Rethinking Code Complexity Through the Lens of LLMs

Introduction

Code complexity metrics, such as cyclomatic complexity, have been essential in software engineering for evaluating software quality and maintainability. This paper challenges the assumption that these traditional metrics adequately characterize the difficulty encountered by LLMs in code processing. It posits that the nonlinearity of program semantics, rather than structural complexity, drives the LLM-perceived difficulty. Consequently, the authors propose LM-CC, a novel metric that integrates compositional hierarchy with branching-induced divergence, thereby capturing model uncertainty.

Revisiting Current Complexity Metrics

The authors conduct empirical studies on traditional code complexity metrics and their correlation with LLM performance across various code-related tasks. They observe that metrics such as cyclomatic complexity, Halstead Complexity, Maintainability Index, and Cognitive Complexity show inconsistent correlations with LLM performance when controlling for code length.

Figure 1: Comparison between Cyclomatic Complexity (CC) and our proposed LM-CC. While CC assigns identical values to code snippets with significantly different cognitive loads for LLMs (top), LM-CC effectively distinguishes them by capturing the model uncertainty on non-linear code semantics (bottom).

Proposed Metric: LM-CC

Hierarchical Semantic Decomposition

To address the identified gap, LM-CC organizes source code into entropy-aligned semantic units, forming a hierarchical semantic decomposition that reflects compositional nesting and branching in programs.

Figure 2: Hierarchical Semantic Decomposition Example. Left: source code with token-entropy annotations, where color-coded regions indicate elevated LLM uncertainty. Right: the induced hierarchical semantic representation, with elements color-aligned to their semantic units of source code.

Feature Extraction and Metric Definition

LM-CC incorporates features that measure compositional level and branching factor to quantify code complexity. It uses a weighted aggregation of TotalBranch and TotalCompLevel, parameterized by a weighting factor $\alpha$, capturing the intricate dependency structures encountered by LLMs during code processing.

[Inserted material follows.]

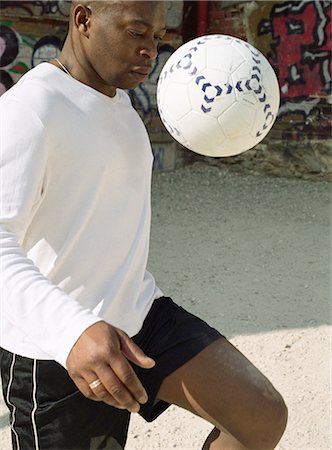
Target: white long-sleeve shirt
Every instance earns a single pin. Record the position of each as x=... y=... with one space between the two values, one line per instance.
x=74 y=214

Figure 3: Ablation on the weighting factor $\alpha$ in LM-CC. Performance peaks at intermediate $\alpha$ values, while hierarchy-only ($\alpha \to 0$) and branching-only ($\alpha \to 1$) configurations perform substantially worse.

Theoretical Justification

The paper provides theoretical underpinnings indicating that LM-CC outperforms traditional metrics by aligning with the predictive entropy accumulation in hierarchical code structures, a factor neglected by conventional cyclomatic complexity measures.

Experiments

Correlation with Model Performance

Extensive experiments demonstrate that LM-CC exhibits strong partial correlations (ranging from $-0.92$ to $-0.97$) with LLM performance, surpassing traditional metrics in predicting model difficulty.

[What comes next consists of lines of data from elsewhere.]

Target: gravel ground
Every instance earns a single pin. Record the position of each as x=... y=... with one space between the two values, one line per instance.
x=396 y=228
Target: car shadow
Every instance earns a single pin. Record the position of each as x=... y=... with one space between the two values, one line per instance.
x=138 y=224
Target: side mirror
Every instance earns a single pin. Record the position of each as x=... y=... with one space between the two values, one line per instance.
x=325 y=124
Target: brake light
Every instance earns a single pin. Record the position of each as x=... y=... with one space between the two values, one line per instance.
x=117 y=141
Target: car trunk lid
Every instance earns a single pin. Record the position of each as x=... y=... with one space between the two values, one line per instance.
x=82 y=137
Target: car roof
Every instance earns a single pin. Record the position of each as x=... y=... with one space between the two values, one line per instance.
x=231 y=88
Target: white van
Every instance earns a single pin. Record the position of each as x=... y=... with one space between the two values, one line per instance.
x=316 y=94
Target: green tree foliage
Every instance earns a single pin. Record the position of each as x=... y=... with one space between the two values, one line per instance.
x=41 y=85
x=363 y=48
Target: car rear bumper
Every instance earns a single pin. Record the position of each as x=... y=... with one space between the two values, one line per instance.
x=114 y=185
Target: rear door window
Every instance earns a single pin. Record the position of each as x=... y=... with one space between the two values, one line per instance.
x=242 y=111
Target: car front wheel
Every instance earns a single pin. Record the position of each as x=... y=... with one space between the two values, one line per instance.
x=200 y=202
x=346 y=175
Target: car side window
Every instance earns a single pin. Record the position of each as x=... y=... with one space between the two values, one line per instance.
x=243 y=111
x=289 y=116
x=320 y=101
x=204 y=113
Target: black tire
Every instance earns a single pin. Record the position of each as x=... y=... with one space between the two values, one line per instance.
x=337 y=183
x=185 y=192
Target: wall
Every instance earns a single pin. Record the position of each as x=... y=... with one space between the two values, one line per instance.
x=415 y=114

Causal Impact Through Complexity Reduction

By employing semantics-preserving code rewriting, researchers further verify that reducing LM-CC enhances LLM-based task performance by up to 20.9%.

Implications of LM-CC

LM-CC offers practical utility in refining LLM-centric tasks such as code evaluation, refactoring, reasoning, and training data curation. By guiding semantics-preserving transformations, LM-CC can improve LLM efficiency in understanding and processing complex code structures.

Conclusion

The paper introduces LM-CC, a model-aware complexity metric redefining code complexity assessment for LLMs. Through empirical validation, LM-CC demonstrates its superior alignment with LLM-perceived difficulty over traditional metrics, laying groundwork for improved model performance in code-related tasks. Future applications of LM-CC in AI-driven software development present promising avenues for enhancing code intelligence methodologies.

By incorporating these insights, researchers are better equipped to design LLMs that are robust in handling the intricacies of complex code semantics—ultimately advancing AI-driven programming tools.